Values of type RootCapability cannot be created in userspace. The root capability is only available as the first argument of the entrypoint function. Where in C an entrypoint might look like this:

int main(int argc, char** argv) {
    printf("Hello, world!\n");
    return 0;
}

In Austral the entrypoint function looks like this:

function main(root: RootCapability): ExitCode is
    -- Some code here.
    surrenderRoot(root);
    return ExitSuccess();
end;

The entrypoint is all-powerful. The design pattern here is that the entrypoint should acquire the capabilities that it needs (e.g. filesystem access, network access), then surrender the root, and call some other function with those capabilities:

function main(root: RootCapability): ExitCode is
    -- Acquire some capabilities.
    let netcap: NetworkCapability := acquireNetwork(&!root);
    let fscap: FileSystemCapability := acquireFileSystem(&!root);
    let termcap: TerminalCapability := acquireTerminal(&!root);
    -- Surrender the root.
    surrenderRoot(root);
    -- Pass our capabilities to some other function.
    mainInner(netcap, fscap, termcap);
    -- Finally, exit.
    return ExitSuccess();
end;

But also, a program can immediately surrender the root and acquire no capabilities. With such an entrypoint, you are guaranteed that the program is useless: that it does nothing but warm the CPU and exit.

Limitations

This section describes the limitations in Austral’s current capability security model.

Irrevocability

Capabilites are, by default, irrevocable. Code that owns a capability can surrender it (by consuming the linear value), but there’s no built-in mechanism for the owner of a higher-level capability to revoke it.

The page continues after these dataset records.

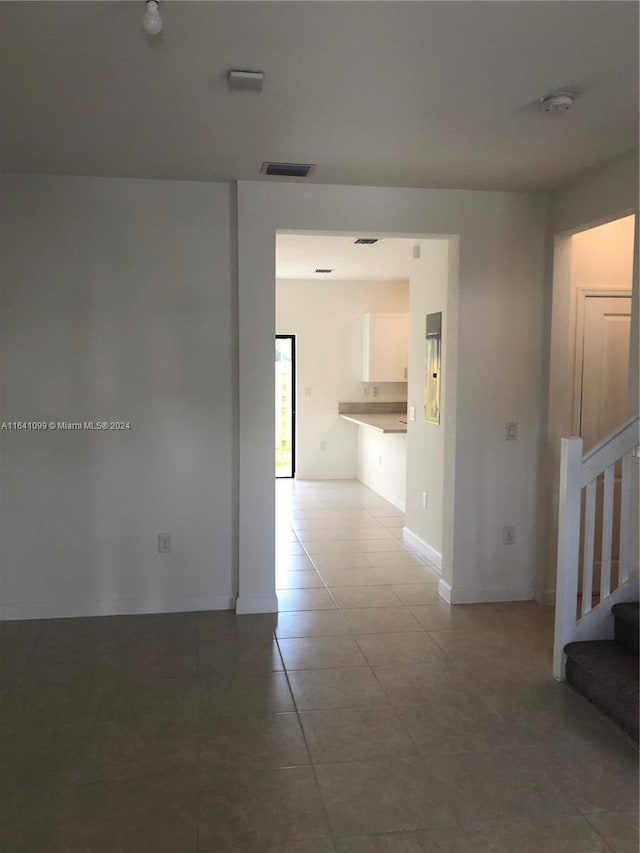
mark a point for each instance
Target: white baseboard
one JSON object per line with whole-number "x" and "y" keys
{"x": 476, "y": 595}
{"x": 257, "y": 604}
{"x": 444, "y": 590}
{"x": 423, "y": 548}
{"x": 113, "y": 607}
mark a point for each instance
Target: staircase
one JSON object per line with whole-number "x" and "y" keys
{"x": 596, "y": 619}
{"x": 606, "y": 671}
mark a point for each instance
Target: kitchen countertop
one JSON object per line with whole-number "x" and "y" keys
{"x": 395, "y": 422}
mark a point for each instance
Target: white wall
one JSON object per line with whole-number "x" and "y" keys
{"x": 600, "y": 258}
{"x": 326, "y": 317}
{"x": 425, "y": 441}
{"x": 382, "y": 464}
{"x": 495, "y": 375}
{"x": 117, "y": 304}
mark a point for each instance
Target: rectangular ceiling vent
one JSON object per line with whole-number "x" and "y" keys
{"x": 288, "y": 170}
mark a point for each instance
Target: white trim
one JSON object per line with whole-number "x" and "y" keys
{"x": 396, "y": 502}
{"x": 582, "y": 294}
{"x": 478, "y": 595}
{"x": 257, "y": 604}
{"x": 423, "y": 548}
{"x": 112, "y": 607}
{"x": 444, "y": 590}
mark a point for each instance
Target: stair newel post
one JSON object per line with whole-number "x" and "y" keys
{"x": 568, "y": 549}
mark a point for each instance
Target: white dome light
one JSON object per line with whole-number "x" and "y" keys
{"x": 557, "y": 102}
{"x": 152, "y": 22}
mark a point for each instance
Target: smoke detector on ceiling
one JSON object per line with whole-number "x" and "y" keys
{"x": 557, "y": 102}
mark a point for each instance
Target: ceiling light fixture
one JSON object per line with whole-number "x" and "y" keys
{"x": 557, "y": 102}
{"x": 152, "y": 22}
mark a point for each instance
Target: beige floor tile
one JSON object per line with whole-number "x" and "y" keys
{"x": 417, "y": 594}
{"x": 454, "y": 721}
{"x": 619, "y": 829}
{"x": 380, "y": 620}
{"x": 399, "y": 648}
{"x": 298, "y": 580}
{"x": 442, "y": 617}
{"x": 400, "y": 555}
{"x": 351, "y": 687}
{"x": 360, "y": 576}
{"x": 341, "y": 561}
{"x": 364, "y": 596}
{"x": 311, "y": 623}
{"x": 294, "y": 562}
{"x": 500, "y": 784}
{"x": 352, "y": 734}
{"x": 551, "y": 713}
{"x": 418, "y": 683}
{"x": 304, "y": 599}
{"x": 594, "y": 776}
{"x": 321, "y": 653}
{"x": 407, "y": 573}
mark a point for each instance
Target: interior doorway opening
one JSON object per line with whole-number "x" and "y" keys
{"x": 285, "y": 405}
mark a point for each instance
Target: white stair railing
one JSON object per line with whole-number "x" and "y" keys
{"x": 576, "y": 616}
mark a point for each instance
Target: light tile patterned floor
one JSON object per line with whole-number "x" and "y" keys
{"x": 367, "y": 717}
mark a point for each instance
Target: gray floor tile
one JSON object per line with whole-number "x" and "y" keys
{"x": 242, "y": 693}
{"x": 270, "y": 739}
{"x": 336, "y": 688}
{"x": 558, "y": 834}
{"x": 142, "y": 816}
{"x": 387, "y": 795}
{"x": 258, "y": 807}
{"x": 620, "y": 830}
{"x": 143, "y": 729}
{"x": 321, "y": 653}
{"x": 427, "y": 841}
{"x": 354, "y": 734}
{"x": 311, "y": 623}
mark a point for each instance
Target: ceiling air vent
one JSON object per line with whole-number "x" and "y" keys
{"x": 288, "y": 170}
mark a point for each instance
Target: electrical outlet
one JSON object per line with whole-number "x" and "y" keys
{"x": 511, "y": 431}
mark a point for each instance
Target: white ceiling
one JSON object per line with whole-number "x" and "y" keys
{"x": 298, "y": 256}
{"x": 439, "y": 94}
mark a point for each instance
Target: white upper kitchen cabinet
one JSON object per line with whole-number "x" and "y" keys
{"x": 385, "y": 347}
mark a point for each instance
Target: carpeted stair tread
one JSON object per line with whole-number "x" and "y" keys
{"x": 627, "y": 622}
{"x": 607, "y": 674}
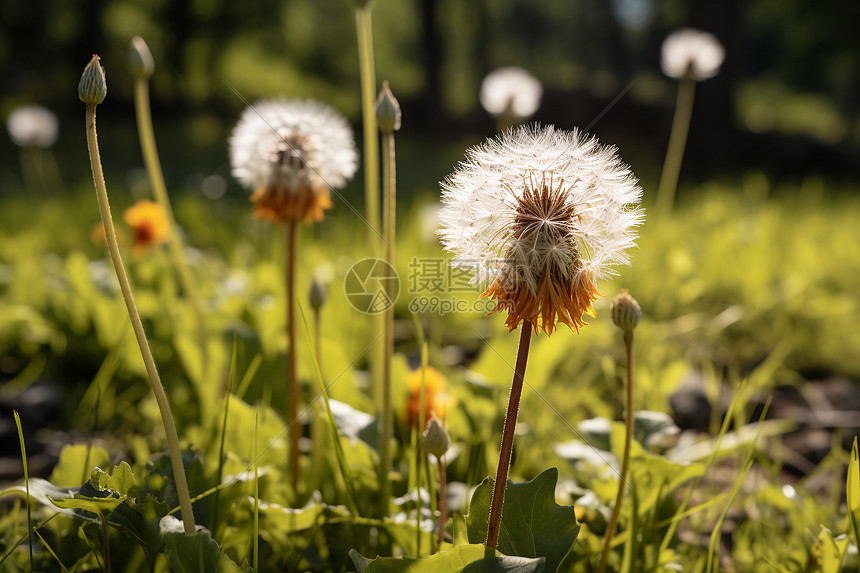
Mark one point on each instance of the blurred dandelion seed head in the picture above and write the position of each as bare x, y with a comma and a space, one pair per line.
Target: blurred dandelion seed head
148, 223
550, 213
511, 90
290, 153
692, 50
33, 126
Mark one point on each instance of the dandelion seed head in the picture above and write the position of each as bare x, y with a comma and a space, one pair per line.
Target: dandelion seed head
511, 89
548, 213
690, 49
33, 126
290, 153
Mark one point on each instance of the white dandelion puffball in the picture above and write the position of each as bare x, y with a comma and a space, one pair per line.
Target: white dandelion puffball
33, 126
511, 89
540, 215
290, 153
694, 50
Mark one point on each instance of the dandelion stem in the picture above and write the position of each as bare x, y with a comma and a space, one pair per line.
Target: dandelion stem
508, 436
295, 428
443, 503
625, 462
364, 32
159, 188
318, 427
390, 204
677, 143
137, 325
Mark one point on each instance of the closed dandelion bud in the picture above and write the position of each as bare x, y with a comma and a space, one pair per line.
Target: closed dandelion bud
387, 110
626, 312
140, 59
93, 86
317, 295
436, 439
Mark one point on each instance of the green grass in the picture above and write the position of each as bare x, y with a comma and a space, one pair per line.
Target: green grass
751, 286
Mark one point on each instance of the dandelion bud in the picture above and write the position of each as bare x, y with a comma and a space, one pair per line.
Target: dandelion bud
140, 59
317, 294
387, 111
436, 439
93, 87
626, 312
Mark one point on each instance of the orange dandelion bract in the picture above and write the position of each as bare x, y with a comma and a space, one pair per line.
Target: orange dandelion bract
148, 223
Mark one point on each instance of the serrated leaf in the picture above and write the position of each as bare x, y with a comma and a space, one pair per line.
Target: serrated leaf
533, 524
461, 559
852, 492
194, 553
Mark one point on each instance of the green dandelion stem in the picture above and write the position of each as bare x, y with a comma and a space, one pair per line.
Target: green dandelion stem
677, 142
292, 378
156, 179
625, 462
390, 200
137, 325
364, 32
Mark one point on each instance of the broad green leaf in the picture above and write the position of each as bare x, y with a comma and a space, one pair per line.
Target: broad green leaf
97, 505
828, 552
533, 524
852, 492
474, 558
194, 553
287, 519
70, 470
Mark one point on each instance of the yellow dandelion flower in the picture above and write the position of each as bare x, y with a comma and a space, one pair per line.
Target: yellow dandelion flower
148, 223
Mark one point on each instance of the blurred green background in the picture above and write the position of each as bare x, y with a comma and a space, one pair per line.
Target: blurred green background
786, 100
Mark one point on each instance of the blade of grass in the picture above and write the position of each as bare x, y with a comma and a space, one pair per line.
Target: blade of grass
23, 538
26, 485
253, 367
345, 470
715, 534
231, 378
852, 492
51, 551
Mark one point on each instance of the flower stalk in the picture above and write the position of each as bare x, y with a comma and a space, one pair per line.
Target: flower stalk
367, 71
626, 314
677, 143
292, 378
92, 91
142, 66
510, 426
388, 119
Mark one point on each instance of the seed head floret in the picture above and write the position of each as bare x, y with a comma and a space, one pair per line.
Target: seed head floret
541, 215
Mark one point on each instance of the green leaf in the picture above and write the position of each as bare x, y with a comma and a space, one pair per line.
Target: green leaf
70, 470
852, 492
97, 505
474, 558
533, 524
194, 553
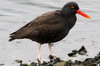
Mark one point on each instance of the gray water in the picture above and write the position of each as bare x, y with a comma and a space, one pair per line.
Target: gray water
16, 13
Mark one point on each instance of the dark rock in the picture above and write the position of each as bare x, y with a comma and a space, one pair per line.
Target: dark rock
82, 51
74, 51
33, 64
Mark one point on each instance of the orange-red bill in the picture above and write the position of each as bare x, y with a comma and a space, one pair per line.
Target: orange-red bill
83, 14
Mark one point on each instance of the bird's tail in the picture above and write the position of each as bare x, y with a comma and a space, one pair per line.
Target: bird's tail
12, 36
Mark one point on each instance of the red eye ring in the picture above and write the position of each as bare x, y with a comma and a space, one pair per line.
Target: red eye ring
72, 6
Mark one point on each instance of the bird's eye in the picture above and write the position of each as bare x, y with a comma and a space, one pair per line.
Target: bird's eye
72, 6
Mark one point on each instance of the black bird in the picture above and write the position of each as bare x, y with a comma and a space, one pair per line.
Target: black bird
50, 27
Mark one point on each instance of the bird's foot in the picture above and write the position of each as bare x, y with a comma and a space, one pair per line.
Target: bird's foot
39, 62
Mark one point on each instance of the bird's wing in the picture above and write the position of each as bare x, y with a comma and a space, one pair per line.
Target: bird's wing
40, 25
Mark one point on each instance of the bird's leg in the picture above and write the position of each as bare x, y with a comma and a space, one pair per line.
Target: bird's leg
50, 49
39, 56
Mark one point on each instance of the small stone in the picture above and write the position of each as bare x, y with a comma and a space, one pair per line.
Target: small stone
73, 54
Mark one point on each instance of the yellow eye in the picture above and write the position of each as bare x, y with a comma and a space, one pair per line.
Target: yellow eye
72, 6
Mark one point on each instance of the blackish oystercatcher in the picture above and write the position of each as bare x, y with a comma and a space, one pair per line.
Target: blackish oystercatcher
50, 27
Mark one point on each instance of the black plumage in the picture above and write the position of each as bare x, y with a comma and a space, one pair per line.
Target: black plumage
49, 27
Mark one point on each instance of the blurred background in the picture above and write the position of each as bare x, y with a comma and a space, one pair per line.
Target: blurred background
16, 13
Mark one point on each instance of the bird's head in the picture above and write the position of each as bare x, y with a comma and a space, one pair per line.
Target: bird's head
72, 8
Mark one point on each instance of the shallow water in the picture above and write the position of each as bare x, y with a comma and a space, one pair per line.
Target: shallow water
16, 13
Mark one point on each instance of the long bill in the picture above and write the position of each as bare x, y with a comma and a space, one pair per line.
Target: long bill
83, 14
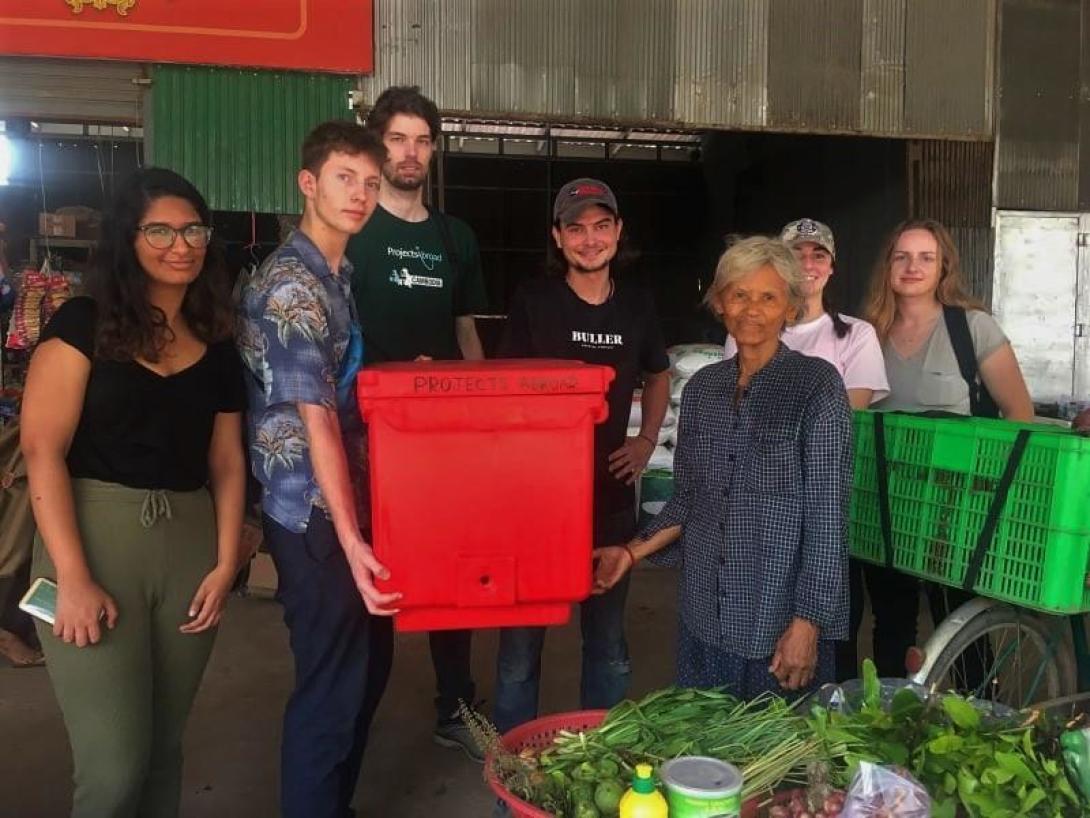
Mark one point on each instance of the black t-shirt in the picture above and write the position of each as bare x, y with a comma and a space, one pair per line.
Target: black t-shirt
548, 320
141, 429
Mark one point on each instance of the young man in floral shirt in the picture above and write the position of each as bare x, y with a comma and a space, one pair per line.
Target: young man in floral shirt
301, 344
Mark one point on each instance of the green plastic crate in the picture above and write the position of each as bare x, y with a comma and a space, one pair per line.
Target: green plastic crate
943, 473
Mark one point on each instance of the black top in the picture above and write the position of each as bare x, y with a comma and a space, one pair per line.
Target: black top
141, 429
548, 320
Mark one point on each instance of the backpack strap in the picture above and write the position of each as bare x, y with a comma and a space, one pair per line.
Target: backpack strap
994, 509
957, 327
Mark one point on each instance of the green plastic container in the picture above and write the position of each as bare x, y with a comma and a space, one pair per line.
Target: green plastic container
702, 788
656, 486
943, 474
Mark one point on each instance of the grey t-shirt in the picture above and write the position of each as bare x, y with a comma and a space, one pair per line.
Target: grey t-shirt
930, 380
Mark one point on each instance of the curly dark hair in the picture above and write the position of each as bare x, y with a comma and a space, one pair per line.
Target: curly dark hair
403, 99
128, 325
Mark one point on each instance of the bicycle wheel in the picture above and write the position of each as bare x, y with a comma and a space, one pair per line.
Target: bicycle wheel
1009, 656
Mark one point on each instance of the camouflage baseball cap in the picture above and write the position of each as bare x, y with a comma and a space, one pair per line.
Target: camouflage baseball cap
803, 230
579, 194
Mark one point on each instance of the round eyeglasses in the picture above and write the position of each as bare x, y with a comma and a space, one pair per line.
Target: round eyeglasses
161, 237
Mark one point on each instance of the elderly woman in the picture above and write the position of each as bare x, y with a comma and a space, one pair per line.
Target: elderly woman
762, 473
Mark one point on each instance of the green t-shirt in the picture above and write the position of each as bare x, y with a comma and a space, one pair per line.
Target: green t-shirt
407, 290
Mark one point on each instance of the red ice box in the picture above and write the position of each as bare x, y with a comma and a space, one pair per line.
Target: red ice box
482, 484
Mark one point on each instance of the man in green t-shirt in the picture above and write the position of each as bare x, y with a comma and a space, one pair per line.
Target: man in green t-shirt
418, 285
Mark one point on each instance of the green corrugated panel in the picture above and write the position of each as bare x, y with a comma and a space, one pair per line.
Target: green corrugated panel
235, 134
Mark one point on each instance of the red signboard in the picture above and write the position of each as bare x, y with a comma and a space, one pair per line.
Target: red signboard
307, 35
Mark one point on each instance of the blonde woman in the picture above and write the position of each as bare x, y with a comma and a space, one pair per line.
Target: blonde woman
924, 319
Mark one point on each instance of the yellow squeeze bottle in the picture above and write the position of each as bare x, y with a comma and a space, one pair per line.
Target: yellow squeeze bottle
643, 800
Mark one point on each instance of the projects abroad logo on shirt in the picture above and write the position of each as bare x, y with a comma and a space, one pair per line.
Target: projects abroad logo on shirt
403, 278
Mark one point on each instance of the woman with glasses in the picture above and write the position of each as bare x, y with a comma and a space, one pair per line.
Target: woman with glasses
132, 433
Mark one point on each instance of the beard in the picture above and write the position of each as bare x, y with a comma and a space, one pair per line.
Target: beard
578, 265
403, 183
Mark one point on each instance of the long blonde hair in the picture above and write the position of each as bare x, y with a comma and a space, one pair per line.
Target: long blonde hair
881, 309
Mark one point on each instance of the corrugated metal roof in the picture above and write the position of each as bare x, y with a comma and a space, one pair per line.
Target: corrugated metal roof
949, 70
1038, 166
237, 134
722, 63
74, 91
813, 64
953, 181
823, 65
645, 84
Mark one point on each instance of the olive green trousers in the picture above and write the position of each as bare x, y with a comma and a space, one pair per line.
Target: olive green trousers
125, 699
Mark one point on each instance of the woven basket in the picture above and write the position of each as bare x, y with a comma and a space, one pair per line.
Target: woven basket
540, 734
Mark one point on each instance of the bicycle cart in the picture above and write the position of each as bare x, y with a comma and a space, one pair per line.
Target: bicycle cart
997, 508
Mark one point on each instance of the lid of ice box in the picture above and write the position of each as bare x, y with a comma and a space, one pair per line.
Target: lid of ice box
483, 379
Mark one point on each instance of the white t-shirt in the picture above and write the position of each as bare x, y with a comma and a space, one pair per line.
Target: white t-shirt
857, 356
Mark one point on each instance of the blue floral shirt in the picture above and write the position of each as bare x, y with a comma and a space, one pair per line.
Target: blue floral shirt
300, 341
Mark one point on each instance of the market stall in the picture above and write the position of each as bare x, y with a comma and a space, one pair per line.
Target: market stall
871, 748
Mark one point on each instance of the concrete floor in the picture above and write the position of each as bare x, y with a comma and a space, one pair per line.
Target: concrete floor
232, 744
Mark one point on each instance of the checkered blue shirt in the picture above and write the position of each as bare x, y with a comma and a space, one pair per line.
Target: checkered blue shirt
762, 492
294, 326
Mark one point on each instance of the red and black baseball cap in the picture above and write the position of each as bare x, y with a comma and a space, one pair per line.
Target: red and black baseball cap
581, 193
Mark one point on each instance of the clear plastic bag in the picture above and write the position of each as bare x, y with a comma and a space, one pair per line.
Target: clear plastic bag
885, 792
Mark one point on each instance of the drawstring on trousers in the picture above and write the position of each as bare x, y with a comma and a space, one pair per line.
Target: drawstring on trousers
156, 505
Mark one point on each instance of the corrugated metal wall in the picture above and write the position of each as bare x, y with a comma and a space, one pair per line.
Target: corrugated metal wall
1044, 109
235, 134
952, 182
72, 91
875, 67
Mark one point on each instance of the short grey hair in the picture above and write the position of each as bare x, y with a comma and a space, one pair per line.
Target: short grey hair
748, 255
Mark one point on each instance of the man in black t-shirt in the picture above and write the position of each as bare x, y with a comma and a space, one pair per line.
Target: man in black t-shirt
585, 314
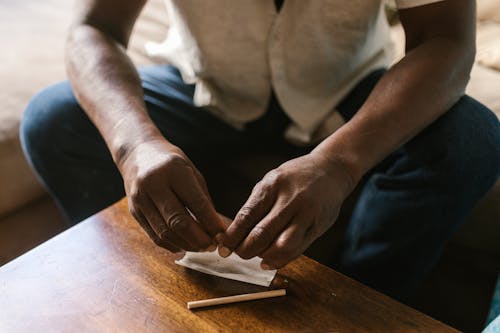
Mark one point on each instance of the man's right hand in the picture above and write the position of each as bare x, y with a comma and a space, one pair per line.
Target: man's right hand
169, 198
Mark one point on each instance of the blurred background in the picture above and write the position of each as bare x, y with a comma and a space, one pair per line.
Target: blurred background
32, 34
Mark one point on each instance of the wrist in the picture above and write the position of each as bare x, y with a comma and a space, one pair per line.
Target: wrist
339, 167
125, 140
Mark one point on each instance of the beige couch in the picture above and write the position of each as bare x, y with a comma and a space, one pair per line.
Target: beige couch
32, 33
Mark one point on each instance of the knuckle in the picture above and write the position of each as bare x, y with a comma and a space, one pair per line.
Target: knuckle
177, 222
199, 204
176, 159
261, 235
246, 216
272, 178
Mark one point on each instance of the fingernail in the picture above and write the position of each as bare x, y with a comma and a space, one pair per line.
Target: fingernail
218, 237
224, 252
266, 267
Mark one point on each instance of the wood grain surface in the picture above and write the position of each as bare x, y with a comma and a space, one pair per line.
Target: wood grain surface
105, 275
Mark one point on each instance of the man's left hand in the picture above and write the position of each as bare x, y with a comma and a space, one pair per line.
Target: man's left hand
287, 210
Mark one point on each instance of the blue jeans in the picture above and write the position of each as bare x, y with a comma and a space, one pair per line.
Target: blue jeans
409, 205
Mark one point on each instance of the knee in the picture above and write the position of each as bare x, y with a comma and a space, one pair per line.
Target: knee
466, 145
476, 132
45, 119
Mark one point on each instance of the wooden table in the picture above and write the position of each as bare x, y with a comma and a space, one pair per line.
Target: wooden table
105, 275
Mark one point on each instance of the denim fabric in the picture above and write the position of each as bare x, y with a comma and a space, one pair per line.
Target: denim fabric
409, 204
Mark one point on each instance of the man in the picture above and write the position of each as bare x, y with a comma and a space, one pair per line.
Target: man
275, 76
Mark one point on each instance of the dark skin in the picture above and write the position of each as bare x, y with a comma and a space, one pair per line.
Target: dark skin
295, 203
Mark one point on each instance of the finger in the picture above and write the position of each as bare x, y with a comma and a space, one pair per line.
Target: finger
158, 226
265, 232
192, 195
141, 219
289, 245
177, 220
257, 206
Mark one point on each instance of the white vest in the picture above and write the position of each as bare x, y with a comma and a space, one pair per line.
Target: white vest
311, 52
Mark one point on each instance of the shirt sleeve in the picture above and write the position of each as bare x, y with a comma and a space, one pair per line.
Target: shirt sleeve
402, 4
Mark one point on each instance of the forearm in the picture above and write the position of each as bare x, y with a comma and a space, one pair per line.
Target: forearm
108, 88
409, 97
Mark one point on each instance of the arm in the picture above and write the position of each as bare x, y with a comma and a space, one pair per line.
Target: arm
160, 180
297, 202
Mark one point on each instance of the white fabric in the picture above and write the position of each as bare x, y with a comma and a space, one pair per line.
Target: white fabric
232, 267
311, 52
414, 3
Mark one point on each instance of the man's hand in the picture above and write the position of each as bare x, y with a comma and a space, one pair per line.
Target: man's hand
291, 207
169, 198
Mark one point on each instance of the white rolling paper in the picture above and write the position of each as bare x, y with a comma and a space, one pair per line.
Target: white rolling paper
232, 267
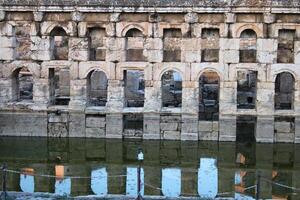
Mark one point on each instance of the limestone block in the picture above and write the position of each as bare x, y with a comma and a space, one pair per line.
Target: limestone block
77, 16
230, 56
188, 44
6, 29
115, 44
284, 137
266, 57
191, 18
2, 15
135, 43
230, 18
283, 127
94, 132
267, 45
154, 55
38, 43
191, 56
154, 43
114, 56
41, 55
208, 136
297, 58
7, 54
54, 118
269, 18
95, 122
205, 126
38, 16
79, 55
7, 42
114, 17
229, 44
171, 135
168, 126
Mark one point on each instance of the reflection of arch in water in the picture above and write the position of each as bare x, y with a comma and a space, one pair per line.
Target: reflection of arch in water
132, 182
208, 178
63, 186
99, 181
171, 182
27, 183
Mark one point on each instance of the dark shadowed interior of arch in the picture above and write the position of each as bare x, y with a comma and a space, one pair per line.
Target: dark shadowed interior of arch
284, 91
22, 84
59, 86
171, 89
59, 43
246, 89
172, 44
135, 45
96, 44
248, 46
209, 96
285, 51
134, 88
97, 88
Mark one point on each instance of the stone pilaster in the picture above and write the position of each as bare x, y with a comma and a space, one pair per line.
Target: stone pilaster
189, 129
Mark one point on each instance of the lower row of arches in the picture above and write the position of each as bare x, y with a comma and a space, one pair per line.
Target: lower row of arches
171, 89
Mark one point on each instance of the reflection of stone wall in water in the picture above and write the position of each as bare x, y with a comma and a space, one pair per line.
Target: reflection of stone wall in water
207, 67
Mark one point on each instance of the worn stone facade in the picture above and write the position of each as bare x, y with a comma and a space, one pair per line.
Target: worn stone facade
183, 70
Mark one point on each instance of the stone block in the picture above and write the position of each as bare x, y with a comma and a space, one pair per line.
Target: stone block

This can be implemented, however, using pointers and access control lists. E.g. a File capability might hold an internal, opaque ID and a reference to the FileSystem capability that created it. Then all operations that use File follow that reference and check the File ID against an access control table in the FileSystem capability. This can be implemented and would work, but it has to be implemented explicitly, every time you want to do this, for each capability type. There is no “automatic revoke”.

It also has the drawback that, by holding a reference, the File type is now tied to the lifetime of the FileSystem capability. This may, or may not, be a feature.

Global Uniqueness

In the above example, you can do this:

function main(root: RootCapability): ExitCode is
    -- Acquire the network capability twice.
    let netcap1: NetworkCapability := acquireNetwork(&!root);
    let netcap2: NetworkCapability := acquireNetwork(&!root);
    -- ...

And this is fine: different subsystems might each require a separate network capability, e.g. an HTTP server and a database client.

But what about the terminal? Terminal access should probably be globally unique: otherwise, you could hand a terminal capability to two separate threads, each of which logs its work to the terminal, and the output will appear interleaved in a non-deterministic way. Once you acquire a terminal capability, you shouldn’t be able to do so again until the original capability has been surrendered.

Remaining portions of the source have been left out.